星々をなぞって



 終電に乗ることが好きだ。
 乗ってる人は今日一日なにをして過ごし、どんなことを思いながら帰路につくのか。妄想を膨らませながら乗客の様子を眺めることが最近の楽しみだった。
 最終駅に到着するまで名前も知らない乗客たちの今日の様子を考えているだけで、現実に向き合わずに済んだ。楽しいこともつらいことも、悔しいことにも背を向ける時間は必要だ。そうしなければ息苦しさはさらに増していき、心だけでなく体まで苦しめていく。他者にも見せられるような趣味であればよかったものの、自分の趣味はそうではなく、また、誇れるような要素もない。それでも、終電のこの空間が私にとっての精神の憩いの場だった。
 携帯がぶるりと震え、メッセージを受信した。連続で受信されるそれらを既読マークをつけずに通知欄で読み飛ばし、画面を暗くする。せっかく逃避していたのに、そのメッセージで一気に現実へと引きずり戻されてしまった。
 無視をしていても立て続けにメッセージが受信される。送信者欄に表示される名は沖矢昴。あの忌々しい眼鏡の大学院生だけは、私を逃げさせてくれないのだ。
 私は最後の足掻きと勝手に結論づけ無視を決め込み、車窓から闇に包まれた景色を眺めた。

 終着駅につく頃には、乗客は片手におさまる程度の人数だった。
 改札口を出ると、駅前のロータリーに車が停められていた。スバル360。車は可愛らしいのに、それを運転してきた男は可愛いをかけ離れ憎たらしささえ覚える人だった。
「全く君は……」
 深く溜息をついた後、二言目に備えて私は両人差し指で耳の穴を封じた。頭の上に落ちてきたのは、予想していた通り、痴漢されたらどうのこうの、誘拐されたらどうのこうの、つらつらと心配性を装った話題である。
 毎度毎度よく飽きもせずにお節介なことをしてくれると心の中で愚痴を言う。すると、「その言葉、君にお返ししますよ」と雑音をシャットアウトしていた耳のすぐ傍からダイレクトに響いてきた。気づかずに声に出していたらしい。
 再び深いため息をついた男は、家まで送ると告げて腕を掴んできた。ここからどうやって帰る気だとぶつぶつ言いながらも駐車された車まで引っ張られ、半ば無理やり助手席に押し込まれる。
「どちらかと言うとあなたの方が危ない気がする」
 この人が何を考えているかなんて、全くわからない。終電に乗る人たちについて想像するのとはレベルが違う。
 にこにこしている顔の裏では、きっと私が知らないような、難しくて少し危険な香りすら醸し出しそうなことに関わっているんだ。それを表に出さずに上手く日常に溶け込んでいるように過ごしている。しかし、胡散臭い笑みと詩のような言い回しには眉を潜めるしかない。

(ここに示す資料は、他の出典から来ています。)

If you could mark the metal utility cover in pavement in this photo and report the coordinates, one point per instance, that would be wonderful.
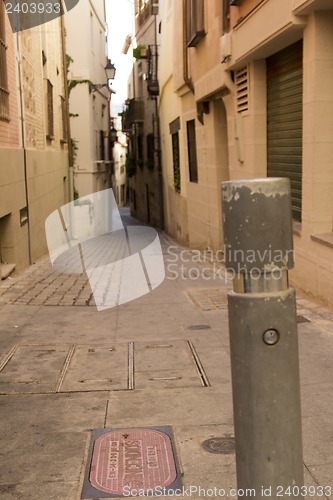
(123, 462)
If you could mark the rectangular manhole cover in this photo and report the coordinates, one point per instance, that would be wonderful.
(137, 461)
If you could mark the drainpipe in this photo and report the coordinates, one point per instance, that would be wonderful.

「そう分かっていても、ホイホイついてきてしまう君も、よっぽどのお馬鹿ちゃんだな」
 車は私の家ではなく、彼が世話になっている大きな邸宅前に到着した。
「さあ、どうする?」
 こうやってこの男は、私が知らないような夜の香りを醸し出す。彼が纏う雰囲気が変わっていく。こっちにおいでと手招きをして起きながら、あくまでこちらに選択権を委ねながら、逃げ道を用意しない。主導権はいつまでもこの男が握っている。出会ってしまえば最後、普段は息を潜めている陰った翡翠色に囚われるのだ。
 生唾を呑みおずおずとシートベルトに手を掛ける私に、男は満足そうに笑った。